The singer-songwriter’s publicist, Lindsey Holmes, confirmed that O’Riordan died in London, where she was recording.
“No further details are available at this time,” Holmes said, adding that O’Riordan’s family was “devastated” by the news.
Metropolitan Police were called to the London Hilton on Park Lane at 9am on Monday and at this stage are treating the death as unexplained.
O’Riordan’s Cranberries bandmates – Noel Hogan, Mike Hogan and Fergus Lawler – tweeted that she “was an extraordinary talent and we feel very privileged to have been part of her life”.
Ireland’s President Michael D Higgins said O’Riordan and The Cranberries “had an immense influence on rock and pop music in Ireland and internationally”.
“To her family and all those who follow and support Irish music, Irish musicians and the performing arts Dolores O’Riordan’s death will be a big loss.”
Full statement at https://t.co/jP9W1z1lBy @The_Cranberries @DARKTHEBAND
— President of Ireland (@PresidentIRL) January 15, 2018
O’Riordan was born on September 6, 1971, in Ballybricken, south-west Ireland. In 1990, she answered an ad from a local band in nearby Limerick city – then called The Cranberry Saw Us – that was looking for a lead singer.
A name change and a confluence of factors turned The Cranberries into international stars. Their guitar-based sound had an alternative-rock edge at a time when grunge was storming the music scene.
The band’s songs – on which O’Riordan was chief lyricist and co-songwriter – had a Celtic-infused tunefulness. And in O’Riordan the group had a charismatic lead singer with a distinctively powerful voice.
Heavy play on MTV for their debut single “Dream” and the singles that followed helped bring the group to the attention of a mass audience.
The Cranberries’ 1993 debut album, Everybody Else Is Doing It, So Why Can’t We?, sold millions of copies and produced the hit single “Linger”. The follow-up, No Need to Argue, sold in even greater numbers and contained “Zombie”, a visceral howl against Northern Ireland’s violent Troubles that topped singles charts in several countries.

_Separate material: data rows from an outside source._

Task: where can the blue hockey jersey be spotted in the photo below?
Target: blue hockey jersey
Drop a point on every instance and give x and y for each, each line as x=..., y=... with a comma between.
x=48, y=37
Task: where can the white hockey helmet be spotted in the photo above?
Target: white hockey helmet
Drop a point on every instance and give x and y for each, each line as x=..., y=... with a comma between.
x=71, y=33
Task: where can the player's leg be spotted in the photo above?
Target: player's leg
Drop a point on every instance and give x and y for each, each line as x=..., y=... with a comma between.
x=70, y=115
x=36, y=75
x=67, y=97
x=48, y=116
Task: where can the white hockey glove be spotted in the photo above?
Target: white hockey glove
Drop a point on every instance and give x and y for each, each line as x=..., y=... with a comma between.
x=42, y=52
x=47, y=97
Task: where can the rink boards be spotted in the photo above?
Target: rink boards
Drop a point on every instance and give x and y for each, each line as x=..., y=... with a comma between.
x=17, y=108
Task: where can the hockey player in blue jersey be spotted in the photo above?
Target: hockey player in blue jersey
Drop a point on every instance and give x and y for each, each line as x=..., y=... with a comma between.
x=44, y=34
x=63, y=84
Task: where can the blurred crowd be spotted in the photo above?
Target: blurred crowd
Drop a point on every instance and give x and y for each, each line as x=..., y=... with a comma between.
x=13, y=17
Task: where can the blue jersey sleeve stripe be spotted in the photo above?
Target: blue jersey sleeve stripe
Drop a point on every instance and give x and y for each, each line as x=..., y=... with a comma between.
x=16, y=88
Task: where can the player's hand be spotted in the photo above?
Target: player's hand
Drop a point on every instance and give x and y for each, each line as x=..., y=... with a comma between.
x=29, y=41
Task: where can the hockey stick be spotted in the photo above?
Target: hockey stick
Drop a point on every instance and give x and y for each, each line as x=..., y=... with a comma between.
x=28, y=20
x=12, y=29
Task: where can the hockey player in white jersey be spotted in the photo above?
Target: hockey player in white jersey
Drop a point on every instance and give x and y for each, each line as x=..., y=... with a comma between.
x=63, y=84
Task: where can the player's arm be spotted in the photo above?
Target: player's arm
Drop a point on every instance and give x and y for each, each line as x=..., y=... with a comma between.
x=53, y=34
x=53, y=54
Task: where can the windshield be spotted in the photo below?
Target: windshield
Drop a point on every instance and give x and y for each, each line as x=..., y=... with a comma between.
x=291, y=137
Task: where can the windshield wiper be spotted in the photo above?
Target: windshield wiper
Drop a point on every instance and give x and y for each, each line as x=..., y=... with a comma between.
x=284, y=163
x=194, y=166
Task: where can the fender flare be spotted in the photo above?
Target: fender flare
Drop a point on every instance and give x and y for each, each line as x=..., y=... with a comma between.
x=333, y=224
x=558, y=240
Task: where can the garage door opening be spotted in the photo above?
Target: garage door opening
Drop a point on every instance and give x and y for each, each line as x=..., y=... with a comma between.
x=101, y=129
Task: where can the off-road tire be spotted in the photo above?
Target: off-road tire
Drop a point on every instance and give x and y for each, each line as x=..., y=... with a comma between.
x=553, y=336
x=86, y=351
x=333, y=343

O’Riordan told Rolling Stone in 1995 that she sang from a young age.
“My mom always had a softer spot for boys, as a lot of Irish women do,” she said. “If you were a girl, you’d have to sing or wear a pretty dress. But boys could just sit there and be brilliant for sitting there and being boys.
“It makes you that little bit more forward. Pushy. I was singing, always.”
Irish Prime Minister, Leo Varadkar tweeted, on Monday that “for anyone who grew up in Ireland in the 1990s, Dolores O’Riordan was the voice of a generation. As the female lead singer of a hugely successful rock band, she blazed a trail and might just have been Limerick’s greatest ever rock star. RIP.”
The band released three more studio albums before splitting up in 2003. O’Riordan released a solo album, Are You Listening, in 2007, and another, No Baggage, in 2009.
The Cranberries also reunited that year, resulting in the album Roses in 2012.
We are crushed to hear the news about the passing of Dolores O’Riordan. Our thoughts go out to her family at this terrible time. https://t.co/6p20QD2Ii5 pic.twitter.com/vXscj0VGHS
— Duran Duran (@duranduran) January 15, 2018
For a time, O’Riordan was one of Ireland’s richest women, but she struggled with both physical and mental health problems.
The Cranberries released the acoustic album Something Else in 2017 and had been due to tour Europe and North America. The tour was cut short because O’Riordan was suffering from back problems.
On December 20, however, O’Riordan tweeted from the band’s official account, writing: “Hi All, Dolores here. Feeling good! I did my first bit of gigging in months at the weekend, performed a few songs at the Billboard annual staff holiday party in New York with the house band.
“Really enjoyed it! Happy Christmas to all our fans!! Xo”
In 2014, O’Riordan was accused of assaulting three police officers and a flight attendant during a flight from New York to Ireland. She pleaded guilty and was fined 6000 euros ($A9240).
Medical records given to the court indicated she was mentally ill at the time of the altercation. After her court hearing, O’Riordan urged other people suffering mental illness to seek help.
She told London’s Metro newspaper last year that she had been diagnosed with bipolar disorder, and she spoke to the Irish News about her battles with depression.
O’Riordan said depression “is one of the worst things to go through”. but that “I’ve also had a lot of joy in my life, especially with my children”.
“You get ups as well as downs. Sure, isn’t that what life’s all about?” she said.
O’Riordan is survived by her ex-husband, the former Duran Duran tour manager Don Burton, and their three children.